Beaton adds that the “results or your money back” guarantee commonly offered in the coaching world is an indicator of low quality. “It’s a way to sell people into programs that they may not normally buy and to give people an out when things get hard. I’ve seen countless people pay for big-ticket coaching, put in 70% of the effort needed for the work, not get the results they want, and then blame it on the program or coach.”
He compares it to an Olympic athlete hiring a coach who offered a money-back guarantee if they didn’t win gold. Moreover, Beaton adds, the coach mentorship dynamic is itself a relationship. If you’re going into it looking for a money-back guarantee, it doesn’t say much about your approach to romantic relationships.
In other words, no matter the tangible results a client is looking for, the speed of their coaching progress depends on their commitment to doing the work.
“Ultimately,” says Groves, “all teaching is just asking ‘Are you ready to take responsibility for your life?’ When you are, your life will change.”
How to Find a Good Relationship Coach?
It’s important to seek out a coach that doesn’t guarantee an external result (a new girlfriend, a full social schedule, a revived marriage) in some specific length of time. It’s also a good idea to work with someone who has personal experience of what you’re going through. In other words, you don’t want to be coached by a guy who claims to spend his life stepping over women who fall at his feet. You want somebody acquainted with heartbreak, loneliness, and the tedious horror of the dating scene.
That said, a lot of coaches use their personal transformation stories as a claim to credibility. So don’t just look for the story — look for what they say they learned from it. Our culture has taught us to idolize the wrong kind of relationship, says Groves: “‘I’m with you because you make me feel like I’m perfect’ versus ‘I’m with you because we are good together and make each other better.'” If a coach is pointing up his external circumstances as proof of his expertise, that’s often a marker of his program being more about gimmicks than growth.
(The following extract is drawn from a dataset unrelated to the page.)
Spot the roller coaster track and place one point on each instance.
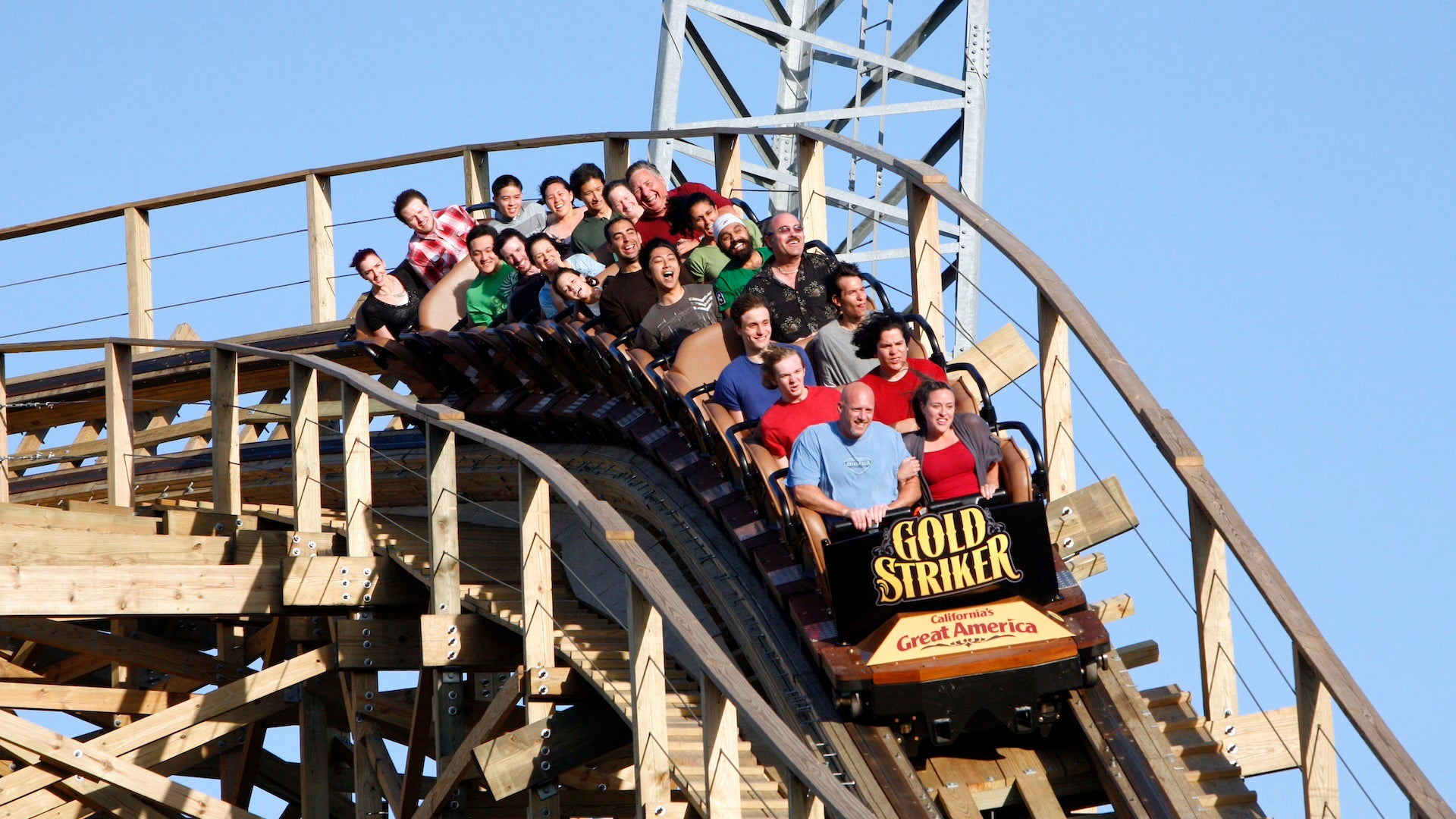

The One Thing You Should Start Working On Now
Obviously, the current state of global affairs makes it hard to put many of these relationship principles into practice — or does it? When I asked Groves and Beaton whether guys can do anything to work on their relationship issues during this pandemic, they surprised me with having an answer at the ready. No matter what your love life looks like — dating or married, on the prowl or recently broken up — you can instantly begin improving it by practicing emotional fluency.
“Emotion is the currency of the future,” Groves says. “We have to build emotional intelligence, to learn and understand ourselves, to start putting words to feelings. It’s a new language, and if you’ve never been taught to feel, or seen a conflict navigated with intimacy, how would you know how to do it?”
As a result of not being given license to feel, says Groves, men tend to express their inner experience through just one or two emotions. All negative feelings come out as aggression, rather than fear, grief, or even pure anger.
“Emotion is the currency of the future.”
“Many western men blame their problems on everything else but themselves,” says Beaton, “and then wonder why their lives aren’t working. Many of the men who come to work with me are emotionally constipated and have never been taught how to feel, let alone understand their emotions. This is important data in a man’s life, and should not be ignored. They need to learn how to read the data, to speak the emotional language within themselves.”
“We have to teach ourselves that our vulnerability and emotion are not connected to our masculinity,” Groves adds. “Learning to express your pain through words, as opposed to shouting or stomping your feet or punching a hole, is a revolution.”
It’s time, he says, for men to stop shirking the responsibility for how they feel as individuals. “We can’t expect women to save us — we have to show up for ourselves and for each other.”